Broad Whitefish, Coregonus nasus
Broad whitefish, Coregonus nasus.
This fish has a typical elongate whitefish body and is covered in silvery scales. However, where most other species are slim, the broad whitefish is heavyset and less tapered, with a blunter and more robust body. Its mouth points downward and is overhung by the upper lip. Its dorsal fin is separate, its often conspicuous adipose fin is fleshy, and its caudal fin is deeply forked. Located directly below the adipose fin are the anal fins, while the pelvic fins are directly below the dorsal fins. The pectoral fins are small and are positioned partly below the gill opening. Overall, the broad whitefish is silvery with a distinct greyish cast; its belly is silvery white or light yellow. Its "cheeks" often have brown, freckle-like spots, and adults broad whitefish have dark, almost opaque, fins.

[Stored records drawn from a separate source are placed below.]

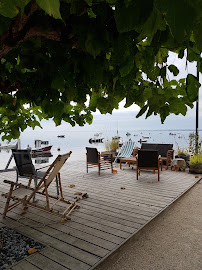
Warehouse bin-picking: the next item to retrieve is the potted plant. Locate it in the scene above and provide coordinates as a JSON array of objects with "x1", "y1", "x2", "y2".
[
  {"x1": 189, "y1": 154, "x2": 202, "y2": 173},
  {"x1": 105, "y1": 139, "x2": 119, "y2": 153},
  {"x1": 175, "y1": 148, "x2": 190, "y2": 163}
]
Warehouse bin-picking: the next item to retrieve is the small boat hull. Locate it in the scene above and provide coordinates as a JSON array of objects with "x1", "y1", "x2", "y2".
[
  {"x1": 89, "y1": 138, "x2": 104, "y2": 144},
  {"x1": 32, "y1": 145, "x2": 52, "y2": 154}
]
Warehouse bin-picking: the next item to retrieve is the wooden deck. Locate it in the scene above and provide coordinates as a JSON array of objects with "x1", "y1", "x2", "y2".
[{"x1": 0, "y1": 161, "x2": 200, "y2": 270}]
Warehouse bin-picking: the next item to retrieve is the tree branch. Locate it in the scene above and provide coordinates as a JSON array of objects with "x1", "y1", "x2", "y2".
[
  {"x1": 0, "y1": 79, "x2": 22, "y2": 94},
  {"x1": 0, "y1": 3, "x2": 64, "y2": 58}
]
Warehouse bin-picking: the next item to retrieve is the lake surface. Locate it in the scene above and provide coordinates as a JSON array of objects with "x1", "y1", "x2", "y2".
[{"x1": 0, "y1": 111, "x2": 201, "y2": 170}]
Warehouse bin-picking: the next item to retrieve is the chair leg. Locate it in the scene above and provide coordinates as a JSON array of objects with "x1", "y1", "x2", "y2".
[
  {"x1": 3, "y1": 183, "x2": 15, "y2": 218},
  {"x1": 158, "y1": 168, "x2": 160, "y2": 181},
  {"x1": 58, "y1": 172, "x2": 64, "y2": 200},
  {"x1": 28, "y1": 176, "x2": 32, "y2": 187},
  {"x1": 44, "y1": 182, "x2": 50, "y2": 210},
  {"x1": 98, "y1": 163, "x2": 100, "y2": 175},
  {"x1": 15, "y1": 171, "x2": 19, "y2": 189},
  {"x1": 136, "y1": 168, "x2": 139, "y2": 180},
  {"x1": 55, "y1": 174, "x2": 60, "y2": 196}
]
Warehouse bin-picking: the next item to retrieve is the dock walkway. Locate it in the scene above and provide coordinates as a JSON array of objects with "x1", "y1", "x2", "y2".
[{"x1": 0, "y1": 161, "x2": 200, "y2": 270}]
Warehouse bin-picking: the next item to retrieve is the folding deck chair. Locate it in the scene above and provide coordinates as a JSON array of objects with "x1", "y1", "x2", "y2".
[
  {"x1": 2, "y1": 151, "x2": 78, "y2": 221},
  {"x1": 114, "y1": 141, "x2": 135, "y2": 163}
]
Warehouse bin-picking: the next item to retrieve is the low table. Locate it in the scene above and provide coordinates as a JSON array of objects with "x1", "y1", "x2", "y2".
[
  {"x1": 171, "y1": 158, "x2": 186, "y2": 171},
  {"x1": 101, "y1": 151, "x2": 116, "y2": 157},
  {"x1": 120, "y1": 156, "x2": 137, "y2": 169}
]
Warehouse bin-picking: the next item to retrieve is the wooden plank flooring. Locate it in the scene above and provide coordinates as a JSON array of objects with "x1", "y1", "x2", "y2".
[{"x1": 0, "y1": 161, "x2": 200, "y2": 270}]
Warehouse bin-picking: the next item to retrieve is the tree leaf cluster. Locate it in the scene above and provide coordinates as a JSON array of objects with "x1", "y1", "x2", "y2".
[{"x1": 0, "y1": 0, "x2": 202, "y2": 139}]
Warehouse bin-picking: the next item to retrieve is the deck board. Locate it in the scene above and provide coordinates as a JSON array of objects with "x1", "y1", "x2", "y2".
[
  {"x1": 11, "y1": 260, "x2": 41, "y2": 270},
  {"x1": 0, "y1": 160, "x2": 200, "y2": 270}
]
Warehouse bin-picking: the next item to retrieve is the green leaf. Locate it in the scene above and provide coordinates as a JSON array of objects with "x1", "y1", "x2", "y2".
[
  {"x1": 186, "y1": 74, "x2": 200, "y2": 102},
  {"x1": 88, "y1": 8, "x2": 96, "y2": 18},
  {"x1": 155, "y1": 0, "x2": 196, "y2": 42},
  {"x1": 160, "y1": 66, "x2": 166, "y2": 78},
  {"x1": 0, "y1": 0, "x2": 19, "y2": 18},
  {"x1": 115, "y1": 0, "x2": 153, "y2": 33},
  {"x1": 178, "y1": 49, "x2": 184, "y2": 59},
  {"x1": 84, "y1": 0, "x2": 93, "y2": 5},
  {"x1": 51, "y1": 76, "x2": 65, "y2": 89},
  {"x1": 14, "y1": 0, "x2": 31, "y2": 14},
  {"x1": 112, "y1": 34, "x2": 131, "y2": 65},
  {"x1": 194, "y1": 18, "x2": 202, "y2": 52},
  {"x1": 143, "y1": 88, "x2": 153, "y2": 99},
  {"x1": 85, "y1": 33, "x2": 102, "y2": 58},
  {"x1": 119, "y1": 57, "x2": 134, "y2": 77},
  {"x1": 168, "y1": 64, "x2": 179, "y2": 76},
  {"x1": 36, "y1": 0, "x2": 62, "y2": 19},
  {"x1": 106, "y1": 0, "x2": 117, "y2": 3},
  {"x1": 136, "y1": 105, "x2": 148, "y2": 118},
  {"x1": 137, "y1": 9, "x2": 166, "y2": 42}
]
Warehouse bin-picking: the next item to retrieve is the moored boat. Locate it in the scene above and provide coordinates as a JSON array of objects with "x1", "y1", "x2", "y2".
[
  {"x1": 0, "y1": 140, "x2": 18, "y2": 150},
  {"x1": 0, "y1": 143, "x2": 17, "y2": 150},
  {"x1": 32, "y1": 140, "x2": 52, "y2": 154},
  {"x1": 89, "y1": 137, "x2": 104, "y2": 143},
  {"x1": 138, "y1": 138, "x2": 147, "y2": 144},
  {"x1": 94, "y1": 132, "x2": 102, "y2": 137}
]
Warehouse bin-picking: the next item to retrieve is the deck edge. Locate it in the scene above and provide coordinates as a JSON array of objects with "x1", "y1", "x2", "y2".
[{"x1": 92, "y1": 176, "x2": 202, "y2": 270}]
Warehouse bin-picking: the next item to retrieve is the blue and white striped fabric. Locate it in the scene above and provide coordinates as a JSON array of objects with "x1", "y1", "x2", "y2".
[{"x1": 117, "y1": 141, "x2": 135, "y2": 158}]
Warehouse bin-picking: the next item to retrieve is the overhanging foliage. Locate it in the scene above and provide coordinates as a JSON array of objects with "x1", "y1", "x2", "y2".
[{"x1": 0, "y1": 0, "x2": 202, "y2": 140}]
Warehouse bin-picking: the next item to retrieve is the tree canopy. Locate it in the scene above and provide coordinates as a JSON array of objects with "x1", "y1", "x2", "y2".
[{"x1": 0, "y1": 0, "x2": 202, "y2": 140}]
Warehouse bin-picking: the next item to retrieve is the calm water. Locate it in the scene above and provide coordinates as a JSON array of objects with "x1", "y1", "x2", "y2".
[
  {"x1": 0, "y1": 112, "x2": 201, "y2": 170},
  {"x1": 0, "y1": 128, "x2": 200, "y2": 170}
]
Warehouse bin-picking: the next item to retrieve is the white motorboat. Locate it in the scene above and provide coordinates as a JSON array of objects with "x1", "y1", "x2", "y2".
[{"x1": 0, "y1": 140, "x2": 18, "y2": 150}]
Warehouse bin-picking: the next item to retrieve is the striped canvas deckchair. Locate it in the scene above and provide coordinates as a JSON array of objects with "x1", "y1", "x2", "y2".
[{"x1": 114, "y1": 141, "x2": 135, "y2": 163}]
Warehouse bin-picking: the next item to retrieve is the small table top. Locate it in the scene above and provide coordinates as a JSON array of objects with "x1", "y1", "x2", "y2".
[
  {"x1": 119, "y1": 156, "x2": 137, "y2": 169},
  {"x1": 101, "y1": 151, "x2": 115, "y2": 157}
]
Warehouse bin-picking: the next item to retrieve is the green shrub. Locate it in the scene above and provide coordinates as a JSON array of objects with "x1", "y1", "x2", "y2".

The broad whitefish commonly occurs throughout Alaska, Siberia, and parts of northern Russia. It also occurs in the Perry River, NWT, and in numerous other Western Arctic river systems. There is little known about the biology of the broad whitefish because it is found strictly in the North, but anecdotal reports suggest that it spawns in midwinter and may live to 15 years or older. Food likely consists of bottom organisms such as aquatic insect larvae, small molluscs, and crustaceans.